They also scrapped the $10,000 annual membership in favor of $1,500, and only operate the club full time between Memorial Day and Labor Day.

Members get access to the club, pool, tennis courts, sailing, swimming and tennis programs and daily camp activities for kids, as well as steep discounts on docking rights.

“It’s not about how much money you make; it’s about friendship,” said Hurley. “As you get older, sometimes it can be hard to make friends. This is another outlet for people and families to meet other people and hang out without breaking the bank.”

Unlike most yacht clubs, there are no minimums on what people have to spend on drinks or dining, either.

“We do not enforce food or beverage minimums, which is out of the club tradition,” said Rick Stettner. “We wanted to build this on our reputation, and that’s why we have the great chef [Noah Weber] that we have here.”

In its first summer, in 2016, the club finished the season with 62 members. Now there’s 142 members. The goal is to get 300 members signed up, then start up the waiting list. (A household constitutes a member.) There are no residency restrictions.

On the offseason, the club will be available for weddings and other private parties for non-members. And they will be hosting their own events. Some events will be opened to the public and serve as membership drives.

The first such event will be an Oktoberfest party this fall.

“We have the most beautiful wedding venue; seven acres right on the the Great South Bay,” said Hurley. “We can seat 150 people inside and another 400 outside.”

Stettner, who lives in Oakdale, and Hurley, of New York City, have owned and operated Maple Avenue Marina together for some 17 years in Bay Shore.

When they learned of the Yacht Club’s financial troubles in 2015, they jumped.

“We read in Newsday they were having financial problems and called” Commodore Steve Vid, said Hurley.

But Vid told them to get to the back of the list of 40 others who were interested in buying the club and bulldozing it for waterfront townhouses.

“Then I said we’re not interested in that,” said Hurley. “We wanted to keep the club operating.”

Suddenly they were No. 1 on the list; the club’s leaders wanted it to keep operating as a yacht club.

Babylon Village Mayor Ralph Scordino also feared the property would fall to developers.

“My biggest concern was the idea of losing this amenity that we have in the village for development, for housing,” he said. “I was hoping that someone would take it over” and revitalize the facility with the idea of attracting younger families.

“And that’s what these people did and they have done a great job,” he said. “It just has that different atmosphere.
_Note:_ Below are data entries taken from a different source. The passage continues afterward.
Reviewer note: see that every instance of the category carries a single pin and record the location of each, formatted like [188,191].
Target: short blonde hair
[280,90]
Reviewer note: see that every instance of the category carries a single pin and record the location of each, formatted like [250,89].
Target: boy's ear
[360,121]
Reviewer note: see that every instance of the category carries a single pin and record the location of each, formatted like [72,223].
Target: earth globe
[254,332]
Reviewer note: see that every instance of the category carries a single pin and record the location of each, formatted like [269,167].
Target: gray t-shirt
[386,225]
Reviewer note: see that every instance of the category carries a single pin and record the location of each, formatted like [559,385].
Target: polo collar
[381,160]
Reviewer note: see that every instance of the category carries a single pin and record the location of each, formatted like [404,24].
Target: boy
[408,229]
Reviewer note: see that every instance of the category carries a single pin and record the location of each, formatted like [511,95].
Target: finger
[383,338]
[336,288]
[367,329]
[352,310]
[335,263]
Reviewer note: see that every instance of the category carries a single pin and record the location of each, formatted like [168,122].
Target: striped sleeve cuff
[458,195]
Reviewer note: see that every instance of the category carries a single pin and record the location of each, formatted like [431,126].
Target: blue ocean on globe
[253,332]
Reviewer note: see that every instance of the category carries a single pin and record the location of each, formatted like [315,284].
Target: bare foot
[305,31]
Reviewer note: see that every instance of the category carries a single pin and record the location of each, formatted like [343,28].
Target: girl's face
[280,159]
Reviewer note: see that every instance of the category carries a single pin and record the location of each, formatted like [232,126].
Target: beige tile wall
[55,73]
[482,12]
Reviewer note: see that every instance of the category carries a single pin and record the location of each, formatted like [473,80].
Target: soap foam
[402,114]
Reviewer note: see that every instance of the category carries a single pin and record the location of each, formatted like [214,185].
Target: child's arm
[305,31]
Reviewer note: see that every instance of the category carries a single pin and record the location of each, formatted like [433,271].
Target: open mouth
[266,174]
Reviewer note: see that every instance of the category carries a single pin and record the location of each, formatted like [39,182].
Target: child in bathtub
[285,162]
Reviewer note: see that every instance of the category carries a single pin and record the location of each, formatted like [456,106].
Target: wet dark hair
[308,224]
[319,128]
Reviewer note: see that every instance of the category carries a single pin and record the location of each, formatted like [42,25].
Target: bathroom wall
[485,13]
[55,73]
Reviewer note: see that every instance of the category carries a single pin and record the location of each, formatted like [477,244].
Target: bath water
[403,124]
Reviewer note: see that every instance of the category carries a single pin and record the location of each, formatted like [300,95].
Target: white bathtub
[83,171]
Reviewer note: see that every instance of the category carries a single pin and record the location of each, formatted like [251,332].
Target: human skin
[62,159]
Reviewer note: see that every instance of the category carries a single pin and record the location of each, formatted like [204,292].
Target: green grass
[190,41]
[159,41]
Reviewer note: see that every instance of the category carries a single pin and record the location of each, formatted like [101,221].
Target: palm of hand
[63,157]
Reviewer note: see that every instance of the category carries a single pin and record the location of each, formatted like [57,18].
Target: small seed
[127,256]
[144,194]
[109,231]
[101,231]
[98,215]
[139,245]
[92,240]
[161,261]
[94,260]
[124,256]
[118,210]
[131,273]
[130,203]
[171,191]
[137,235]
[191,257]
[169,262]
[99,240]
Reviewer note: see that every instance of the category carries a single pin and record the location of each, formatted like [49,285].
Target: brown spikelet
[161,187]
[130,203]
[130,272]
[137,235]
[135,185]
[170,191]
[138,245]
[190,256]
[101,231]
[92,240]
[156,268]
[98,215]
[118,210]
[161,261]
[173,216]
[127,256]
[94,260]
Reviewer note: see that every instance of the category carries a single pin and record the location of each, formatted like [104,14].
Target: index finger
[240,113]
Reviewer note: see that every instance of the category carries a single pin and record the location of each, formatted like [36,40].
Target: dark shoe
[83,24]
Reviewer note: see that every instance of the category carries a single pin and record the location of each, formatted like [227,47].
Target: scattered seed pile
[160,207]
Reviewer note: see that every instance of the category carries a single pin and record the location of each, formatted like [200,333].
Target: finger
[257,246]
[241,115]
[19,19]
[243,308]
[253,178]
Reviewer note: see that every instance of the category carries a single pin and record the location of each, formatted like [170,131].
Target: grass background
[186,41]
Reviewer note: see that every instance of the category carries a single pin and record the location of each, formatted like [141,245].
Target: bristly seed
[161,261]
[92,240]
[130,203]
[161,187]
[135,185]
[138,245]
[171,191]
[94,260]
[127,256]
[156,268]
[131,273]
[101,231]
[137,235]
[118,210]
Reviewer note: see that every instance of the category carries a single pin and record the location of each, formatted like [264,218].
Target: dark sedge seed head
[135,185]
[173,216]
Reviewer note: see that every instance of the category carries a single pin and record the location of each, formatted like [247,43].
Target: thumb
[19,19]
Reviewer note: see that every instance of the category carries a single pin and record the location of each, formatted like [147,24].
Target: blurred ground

You can go down there and have a cocktail, then have a great dinner and with that scenic view overlooking the Great South Bay it’s just a great place to be.”

A tentative deal between the club and Stettner and Hurley reached in the fall but it took those next months to finalize and organize a vote of the board for approval.

Then the renovations began. The main building’s ballroom and bar and lounge areas have been completely redone, along with all-new HVAC systems. The property has been cleaned up outside. the sailing program was resurrected, as well as all the kids’ programs.

The club now has a swim team, sailing team and tennis team. They even hosted a successful regatta this summer.

“We recognized early on that this was a tremendous asset to the community, as opposed to it going to development,” said Rick Stettner. “With over 30 years combined in the recreational marina business, we knew it would have been a sin to let this property go to 16 or 18 individuals.

“We wanted it to be accessible to 300, 400 people with access to the Great South Bay and all that comes with it.”